GOP leadership in Utah should drop its legal challenge to SB54, the legislation which set up a dual-path to get on the party's primary ballot.
When the state legislature passed SB54 in 2014, it was intended to blunt the momentum of Count My Vote, a citizen’s initiative that would have placed a referendum on the ballot to eliminate Utah’s caucus system that allowed narrow party interests to exert an outsized influence on the candidates nominated for public office.
While there is nothing untoward about a party picking its own nominee, in Utah, where the Republican Party remains dominant, many felt the old caucus system gave narrow party interests too much control over who was elected.
SB54 didn’t totally eliminate that system, but it provided alternative access to the primary ballot by means of gathering signatures instead of merely winning delegates at caucuses.
So far, most candidates in statewide races have concurrently pursued both routes to getting on the ballot, although that seems to be changing. For example, Sen. Orrin Hatch has announced his intention to seek re-election, but he has made no moves to organize for next year’s convention, which suggests he may be bypassing the caucuses in a manner that GOP leaders fear.
Now that the race for the Republican Party State Chair is heating up, SB54 has once again become a central matter of debate within the party, especially the expensive and seemingly quixotic legal battle regarding the law’s constitutionality.
It’s no use recounting the Republican Party’s reasons for opposing SB54, as those reasons have been repeatedly litigated in the courts, where the GOP has consistently lost. But, its unwillingness to accept this reality has cost the party coffers dearly.
The ongoing fight against SB54 has laden Utah's GOP with hundreds of thousands in unpaid debts. Numerous donors are rightly upset about the party leadership’s recalcitrance on a matter that appears increasingly futile.

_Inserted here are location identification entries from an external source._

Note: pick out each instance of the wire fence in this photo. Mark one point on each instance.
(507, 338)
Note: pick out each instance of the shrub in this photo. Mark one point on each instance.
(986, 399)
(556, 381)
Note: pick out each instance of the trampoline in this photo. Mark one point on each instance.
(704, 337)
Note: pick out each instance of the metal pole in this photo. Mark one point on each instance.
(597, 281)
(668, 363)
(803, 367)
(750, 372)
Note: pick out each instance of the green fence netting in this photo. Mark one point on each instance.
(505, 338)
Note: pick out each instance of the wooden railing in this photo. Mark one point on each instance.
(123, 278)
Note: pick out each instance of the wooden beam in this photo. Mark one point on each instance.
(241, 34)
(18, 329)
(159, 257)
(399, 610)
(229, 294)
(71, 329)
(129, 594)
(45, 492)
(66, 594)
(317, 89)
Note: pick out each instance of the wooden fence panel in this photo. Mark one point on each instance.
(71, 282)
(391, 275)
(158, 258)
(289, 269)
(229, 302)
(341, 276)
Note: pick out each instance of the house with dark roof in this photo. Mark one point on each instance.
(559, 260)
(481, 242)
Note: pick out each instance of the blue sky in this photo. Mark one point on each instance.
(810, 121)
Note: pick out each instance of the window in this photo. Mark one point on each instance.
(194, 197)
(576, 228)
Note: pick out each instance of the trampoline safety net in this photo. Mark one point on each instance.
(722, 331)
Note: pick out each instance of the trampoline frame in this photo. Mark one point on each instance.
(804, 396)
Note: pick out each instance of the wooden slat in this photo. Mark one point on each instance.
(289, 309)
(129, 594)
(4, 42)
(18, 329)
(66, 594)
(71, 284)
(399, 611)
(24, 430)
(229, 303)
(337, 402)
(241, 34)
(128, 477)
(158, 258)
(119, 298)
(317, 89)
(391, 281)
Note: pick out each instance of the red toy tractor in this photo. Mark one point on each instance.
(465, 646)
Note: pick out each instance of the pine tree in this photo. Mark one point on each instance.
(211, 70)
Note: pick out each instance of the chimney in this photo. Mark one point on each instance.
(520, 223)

So far, the Republican Party’s opposition to SB54 hasn’t represented a threat to its ability to win elections. But, polls have continually demonstrated that Utah favors scrapping the caucus system altogether.
The GOP would be wise to embrace SB54 as a fine compromise that prevented Count My Vote from getting on the ballot, where it would likely have succeeded.
In early February, Utah's GOP wisely voted to “end its federal appeal of Utah State Senate Bill 54.” Then, in a remarkable about-face, three weeks later GOP leadership said the party would actually continue their SB54 legal challenge.
At some point, the party needs to chart a course that looks to the future. Even if they win this current legal battle, there is little reason to believe that Utahns, including the rank-and-file of the state's GOP, will suddenly endorse a reversion back to an antiquated caucus system which polling shows is largely out of favor.